Everybody is talking about Big Data these days. With the amount of unstructured data that we deal with is getting enormously high, as software architects, we need to keep a tab on what “Big Data” technologies can offer. In the Big Data landscape, Hadoop has become the de-facto  technology that almost everybody needs to know. It is the core and it is “open-source”.

I recently did a meet-up on what Big Data can offer at my work place and you too can have a glimpse by going to the following link:

http://www.slideshare.net/crishantha/meetup11-big-data

I hope it will help you to kick start Big Data learning.

If you are new to Hadoop, the best possible resource that I have come across to get you started is the following blog article by Michael G. Noll. (http://www.michael-noll.com/tutorials/running-hadoop-on-ubuntu-linux-single-node-cluster/ – Running Hadoop on Ubuntu – Single Node Cluster)

The summarized steps of the above article and my own experiences are summarized below.

Prerequisites

1. Since Hadoop is a Java based application, Check the Java version of the instance that you are intending to install Hadoop. It should be having JDK 1.5 or above version.

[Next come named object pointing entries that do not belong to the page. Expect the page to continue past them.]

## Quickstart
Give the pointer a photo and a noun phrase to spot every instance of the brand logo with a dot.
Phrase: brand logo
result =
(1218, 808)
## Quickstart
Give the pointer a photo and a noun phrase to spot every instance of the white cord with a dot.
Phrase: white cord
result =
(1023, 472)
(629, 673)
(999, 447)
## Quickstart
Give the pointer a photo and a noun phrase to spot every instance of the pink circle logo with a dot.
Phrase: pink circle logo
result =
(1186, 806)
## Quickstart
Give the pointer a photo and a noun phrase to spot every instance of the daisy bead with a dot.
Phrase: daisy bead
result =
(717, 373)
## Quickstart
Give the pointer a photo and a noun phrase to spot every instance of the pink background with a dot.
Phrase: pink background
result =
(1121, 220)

2. Add a separate user and a group dedicated to Hadoop work. Here the group is called “hadoop” and the user is called “hduser”

$ sudo addgroup hadoop
$ sudo adduser --ingroup hadoop hduser

3. Enable SSH access to localhost for the hduser

$ su - hduser
$ ssh-keygen -t rsa -P ""
$ cat /home/hduser/.ssh/id_rsa.pub >> /home/hduser/authorized_keys
$ ssh localhost

The above will create a public/private key-pair for secure communication via SSH. By executing the above command you basically create a directory ‘/home/hduser/.ssh’ and the private key is in ‘/home/hduser/.ssh/id_rsa’ and the public key is in ‘/home/hduser/.ssh/id_rsa.pub’ respectively. Thereafter, the public key should be moved to the authorized_keys to activate your public key to your local machine/instance.

Installation

1. Download Hadoop from the Apache Hadoop mirrors and store in a folder of your choice. I am using hadoop-1.2.1.tar.gz distribution here.

$ cd /usr/local
$ sudo tar xzf hadoop-1.2.1.tar.gz
$ sudo mv hadoop-1.2.1 hadoop
$ sudo chown -R hduser:hadoop hadoop

2. Set the environment using $HOME/.bashrc

# Set JAVA_HOME and HADOOP_HOME
export JAVA_HOME=/usr/local/jdk1.6.0_37
export HADOOP_HOME=/usr/local/hadoop

# Some convenient aliases and functions for running Hadoop-related commands
unalias fs &> /dev/null
alias fs="hadoop fs"
unalias hls &> /dev/null
alias hls="fs -ls"

# If you have LZO compression enabled in your Hadoop cluster and
# compress job outputs with LZOP (not covered in this tutorial):
# Conveniently inspect an LZOP compressed file from the command
# line; run via:
#
# $ lzohead /hdfs/path/to/lzop/compressed/file.lzo
#
# Requires installed 'lzop' command.
#
lzohead () {
    hadoop fs -cat $1 | lzop -dc | head -1000 | less
}

# Add Hadoop bin/ directory to PATH
export PATH=$JAVA_HOME/bin:$HADOOP_HOME/bin:$PATH

2. Check the Hadoop installation – You can check the installation using the following command.

$ hadoop version

3. Configure HDFS – After installing and setting up the initial hadoop environment, you are required to set the environment for HDFS. Here, there are some configuration files to be edited. However this is the minimum level configuration that you required to edit to get one Hadoop instance up an running with HDFS.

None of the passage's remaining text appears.